I’ve only ever read one, maybe two, “self help” books (depending on how strict your definition is). Not for me. And I wouldn’t want to foist them on anyone else. Might seem odd, considering what I write here. That’s one of the reasons I’ve been so reluctant to write about the things I write about here: because I don’t like the idea of “self help” coming from another person.
I haven’t read all the books, so I’m making a lot of broad generalizations, and might have a bit of prejudice I need to unpack, but when I talk to people who are huge “self help” book fans, there are a few things that stick out to me as less than savory: there’s too much money involved, it promotes idolatry, and it fosters codependent support.
The money thing is obvious. It’s hard to differentiate the big “self help” pioneers from any other mogul: they’ve tapped into a market and done an amazing job making the dollars keep flowing. Some folks charge upwards of $40K – $60K for a talk. That’s a lot of money. I’m never one to question someone’s motivations, but if your goal was to help other people help themselves, a few dollars to a need person might be more meaningful than a book. And when their followers find out about the wild amounts of money some of these folks make, instead of thinking “what the eff?!” they think “I could be like that,” which brings me to idolatry.

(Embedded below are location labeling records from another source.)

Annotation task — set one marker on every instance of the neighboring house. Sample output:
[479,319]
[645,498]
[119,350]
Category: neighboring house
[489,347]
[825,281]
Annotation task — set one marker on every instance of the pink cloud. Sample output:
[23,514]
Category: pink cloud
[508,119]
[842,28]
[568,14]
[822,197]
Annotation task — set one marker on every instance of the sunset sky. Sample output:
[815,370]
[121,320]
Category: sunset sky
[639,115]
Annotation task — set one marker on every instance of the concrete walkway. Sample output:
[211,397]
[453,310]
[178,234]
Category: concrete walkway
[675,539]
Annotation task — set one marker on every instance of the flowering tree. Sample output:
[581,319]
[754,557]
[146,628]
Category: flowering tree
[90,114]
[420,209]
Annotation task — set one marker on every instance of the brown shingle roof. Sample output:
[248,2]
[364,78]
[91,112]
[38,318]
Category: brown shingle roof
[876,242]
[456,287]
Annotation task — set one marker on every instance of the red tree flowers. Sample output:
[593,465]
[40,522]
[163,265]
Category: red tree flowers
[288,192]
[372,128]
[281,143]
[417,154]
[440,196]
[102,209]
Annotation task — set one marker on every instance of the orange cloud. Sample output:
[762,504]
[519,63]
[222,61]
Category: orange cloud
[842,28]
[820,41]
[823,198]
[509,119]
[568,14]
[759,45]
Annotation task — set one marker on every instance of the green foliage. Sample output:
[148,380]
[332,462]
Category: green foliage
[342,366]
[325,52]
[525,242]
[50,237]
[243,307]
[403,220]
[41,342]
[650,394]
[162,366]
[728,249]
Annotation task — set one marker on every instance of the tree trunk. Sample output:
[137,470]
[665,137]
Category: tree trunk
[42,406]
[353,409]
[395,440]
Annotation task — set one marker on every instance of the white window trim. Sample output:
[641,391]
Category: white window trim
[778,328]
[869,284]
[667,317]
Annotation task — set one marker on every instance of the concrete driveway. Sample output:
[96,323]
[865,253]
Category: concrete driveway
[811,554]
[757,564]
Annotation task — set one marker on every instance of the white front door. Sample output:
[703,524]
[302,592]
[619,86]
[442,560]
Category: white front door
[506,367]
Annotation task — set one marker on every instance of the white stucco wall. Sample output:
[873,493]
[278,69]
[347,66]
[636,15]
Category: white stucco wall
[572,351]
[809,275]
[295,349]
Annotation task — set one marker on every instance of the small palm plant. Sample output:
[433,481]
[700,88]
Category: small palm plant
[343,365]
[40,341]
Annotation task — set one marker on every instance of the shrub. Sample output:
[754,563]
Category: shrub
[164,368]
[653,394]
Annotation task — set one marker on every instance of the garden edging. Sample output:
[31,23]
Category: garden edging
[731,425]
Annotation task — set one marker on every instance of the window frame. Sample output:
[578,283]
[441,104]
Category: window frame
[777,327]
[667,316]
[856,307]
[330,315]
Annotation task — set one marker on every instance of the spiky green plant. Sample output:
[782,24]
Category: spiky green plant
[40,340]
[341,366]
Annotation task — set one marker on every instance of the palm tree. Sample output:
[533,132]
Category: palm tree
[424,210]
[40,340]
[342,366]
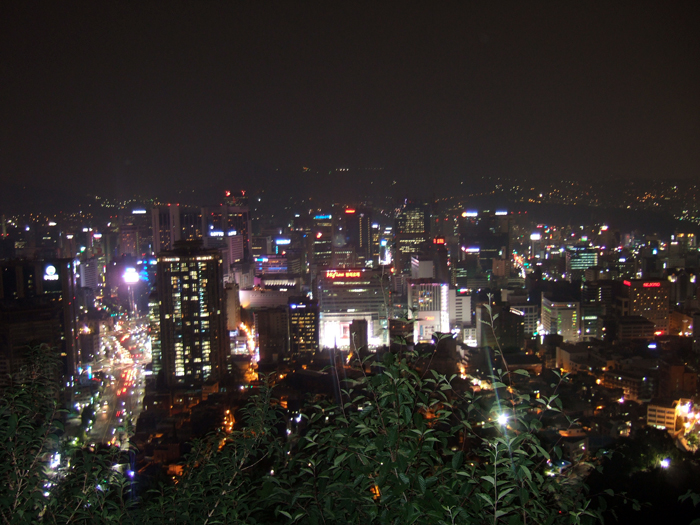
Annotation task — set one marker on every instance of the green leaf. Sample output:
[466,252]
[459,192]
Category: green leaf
[489,479]
[457,460]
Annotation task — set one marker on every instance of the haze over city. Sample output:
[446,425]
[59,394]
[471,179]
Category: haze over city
[144,98]
[349,262]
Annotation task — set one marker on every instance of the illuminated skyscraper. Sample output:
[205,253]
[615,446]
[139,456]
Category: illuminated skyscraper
[154,323]
[166,227]
[303,326]
[192,314]
[562,318]
[412,233]
[429,300]
[346,295]
[648,298]
[358,223]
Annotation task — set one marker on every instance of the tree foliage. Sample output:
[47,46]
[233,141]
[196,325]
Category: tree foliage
[403,447]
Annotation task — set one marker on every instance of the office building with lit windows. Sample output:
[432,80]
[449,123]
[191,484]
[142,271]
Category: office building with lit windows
[412,234]
[194,340]
[562,318]
[349,294]
[303,326]
[166,227]
[429,302]
[648,298]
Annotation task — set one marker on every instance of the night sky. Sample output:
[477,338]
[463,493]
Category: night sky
[151,97]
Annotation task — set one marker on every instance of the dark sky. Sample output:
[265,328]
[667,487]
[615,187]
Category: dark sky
[123,97]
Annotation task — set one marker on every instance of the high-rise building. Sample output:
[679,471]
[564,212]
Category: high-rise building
[303,326]
[578,260]
[166,227]
[272,330]
[53,283]
[562,318]
[219,222]
[322,240]
[487,233]
[358,223]
[192,314]
[429,301]
[412,234]
[190,223]
[135,232]
[347,294]
[648,298]
[154,324]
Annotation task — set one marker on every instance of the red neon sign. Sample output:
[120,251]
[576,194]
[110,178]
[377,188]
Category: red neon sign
[335,274]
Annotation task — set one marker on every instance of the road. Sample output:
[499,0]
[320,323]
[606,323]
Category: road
[122,361]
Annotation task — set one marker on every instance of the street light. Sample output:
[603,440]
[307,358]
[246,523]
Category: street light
[130,277]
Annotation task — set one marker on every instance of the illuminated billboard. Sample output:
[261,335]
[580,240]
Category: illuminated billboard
[336,274]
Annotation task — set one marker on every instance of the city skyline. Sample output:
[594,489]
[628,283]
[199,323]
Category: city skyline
[123,99]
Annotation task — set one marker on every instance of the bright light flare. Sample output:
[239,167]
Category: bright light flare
[131,276]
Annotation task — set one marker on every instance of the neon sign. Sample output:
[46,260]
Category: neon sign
[335,274]
[50,273]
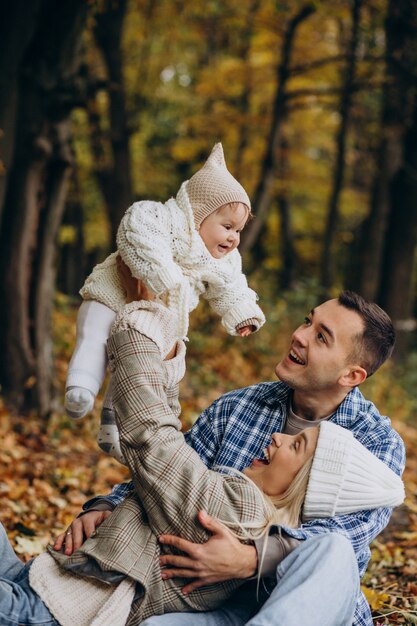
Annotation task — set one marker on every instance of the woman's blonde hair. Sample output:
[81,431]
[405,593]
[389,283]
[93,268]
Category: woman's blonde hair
[283,510]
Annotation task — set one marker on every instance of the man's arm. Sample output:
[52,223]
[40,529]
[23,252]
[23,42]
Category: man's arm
[222,557]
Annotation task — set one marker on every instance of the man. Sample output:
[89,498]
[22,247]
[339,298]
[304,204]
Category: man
[308,572]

The self help enterprise isn’t focused around making people’s lives better, it’s focused around the people who make others’ lives better. Fans of self-help moguls follow their every teaching and celebrate their work to an extent bordering on idolatry. Believing one person is worthy of worship, while that person is telling you that you’re great, will likely lead to at least a bit of cognitive dissonance. And when there isn’t dissonance, and when someone fully accepts that contraction, we have the beginnings of a codependent relationship.

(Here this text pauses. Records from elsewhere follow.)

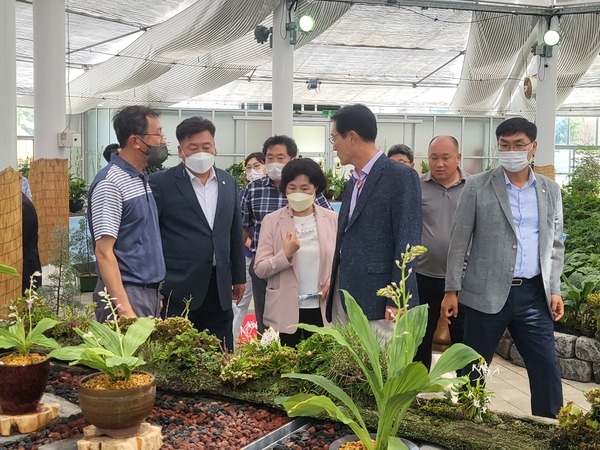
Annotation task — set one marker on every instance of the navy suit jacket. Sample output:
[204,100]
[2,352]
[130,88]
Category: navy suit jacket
[189,243]
[386,218]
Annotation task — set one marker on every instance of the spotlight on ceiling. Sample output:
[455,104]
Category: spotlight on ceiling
[306,24]
[262,33]
[313,84]
[552,37]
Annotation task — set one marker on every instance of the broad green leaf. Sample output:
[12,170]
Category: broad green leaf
[454,358]
[137,333]
[42,326]
[395,443]
[312,405]
[108,337]
[332,389]
[366,336]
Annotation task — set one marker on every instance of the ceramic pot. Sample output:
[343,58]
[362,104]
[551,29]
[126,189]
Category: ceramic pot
[335,445]
[22,387]
[116,413]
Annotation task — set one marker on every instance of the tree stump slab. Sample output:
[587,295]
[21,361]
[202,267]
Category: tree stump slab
[26,423]
[149,437]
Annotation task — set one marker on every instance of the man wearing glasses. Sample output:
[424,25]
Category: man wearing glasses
[513,218]
[123,218]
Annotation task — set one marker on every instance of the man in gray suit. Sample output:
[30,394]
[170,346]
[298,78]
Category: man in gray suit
[513,218]
[379,216]
[201,231]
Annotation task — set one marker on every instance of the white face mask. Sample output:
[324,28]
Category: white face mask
[200,162]
[254,174]
[514,161]
[299,201]
[274,171]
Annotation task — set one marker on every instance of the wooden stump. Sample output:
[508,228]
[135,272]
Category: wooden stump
[148,438]
[26,423]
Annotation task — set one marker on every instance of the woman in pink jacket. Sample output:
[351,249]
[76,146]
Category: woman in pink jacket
[295,253]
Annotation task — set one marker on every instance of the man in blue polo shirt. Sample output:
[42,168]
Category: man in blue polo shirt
[123,218]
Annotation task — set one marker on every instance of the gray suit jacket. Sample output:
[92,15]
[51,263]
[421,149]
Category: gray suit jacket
[484,217]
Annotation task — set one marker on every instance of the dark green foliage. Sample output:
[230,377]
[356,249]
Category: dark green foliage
[578,430]
[238,171]
[581,208]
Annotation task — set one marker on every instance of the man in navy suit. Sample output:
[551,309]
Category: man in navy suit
[201,230]
[379,216]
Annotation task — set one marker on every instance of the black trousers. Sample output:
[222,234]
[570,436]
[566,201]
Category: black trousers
[211,317]
[431,292]
[310,316]
[259,291]
[528,319]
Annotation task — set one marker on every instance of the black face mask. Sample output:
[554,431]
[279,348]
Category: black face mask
[155,155]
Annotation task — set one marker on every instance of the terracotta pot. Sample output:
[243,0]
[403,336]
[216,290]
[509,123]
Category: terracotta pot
[22,387]
[335,445]
[116,413]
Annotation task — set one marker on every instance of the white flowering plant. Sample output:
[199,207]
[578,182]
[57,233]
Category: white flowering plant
[21,335]
[106,348]
[395,389]
[473,398]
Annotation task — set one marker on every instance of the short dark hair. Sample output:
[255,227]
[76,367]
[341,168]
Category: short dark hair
[109,150]
[303,166]
[131,120]
[401,149]
[258,155]
[194,125]
[357,118]
[281,139]
[516,125]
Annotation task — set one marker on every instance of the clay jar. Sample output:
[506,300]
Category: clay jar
[117,412]
[22,386]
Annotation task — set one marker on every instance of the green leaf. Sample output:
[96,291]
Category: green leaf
[395,443]
[108,338]
[332,389]
[313,405]
[137,333]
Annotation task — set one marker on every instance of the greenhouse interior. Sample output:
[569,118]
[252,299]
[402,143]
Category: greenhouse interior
[425,179]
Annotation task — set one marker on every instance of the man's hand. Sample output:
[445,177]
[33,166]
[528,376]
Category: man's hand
[449,306]
[557,306]
[237,292]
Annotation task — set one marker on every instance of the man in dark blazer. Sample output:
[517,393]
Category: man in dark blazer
[201,231]
[380,215]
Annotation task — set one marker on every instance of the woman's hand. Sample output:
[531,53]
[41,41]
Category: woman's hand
[291,244]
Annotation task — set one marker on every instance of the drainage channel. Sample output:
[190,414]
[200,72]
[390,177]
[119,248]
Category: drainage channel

Codependence is a dangerous concept because it’s so close to interdependence, something that’s super duper healthy and an important thing to find for yourself. Codependence crops up when you have a person who thinks they need another person in order to be happy, or that another person is responsible for their happiness. That’s not good. You need to know how to make you happy.
So what am I writing here, if not a “self help” e-book in blog form?
For a long time I’ve been a fan of zen buddhist teachings. I was initially turned onto buddhism many many years ago. I read the stories, learned about the noble eightfold path, and thought “Awesome! Imma do this stuff.” And I did. Actually, I didn’t. I thought I did, but I really didn’t. It took many years before any of it actually clicked. It started clicking when I spent more time meditating, allowing myself to experience myself, writing, and having intentional, meaningful conversations with other people. That’s the best “self help” I could ever recommend, but that’s easier said than done.
A lot of what I’m doing here is trying to explore how all of that happened, and how I’ve ended up where I am right now, with the thoughts and lens I have. I’m trying to tease it all out, simplify it, drill down to the important bits, and I will hopefully be left with a more clear understanding for myself, but also something I can share with you.
A thought a day from me to you as you continue down your road, hoping that it helps point you where you want to go. And, if I’m lucky, you’ll return the gesture to me, to help me as I continue down my road.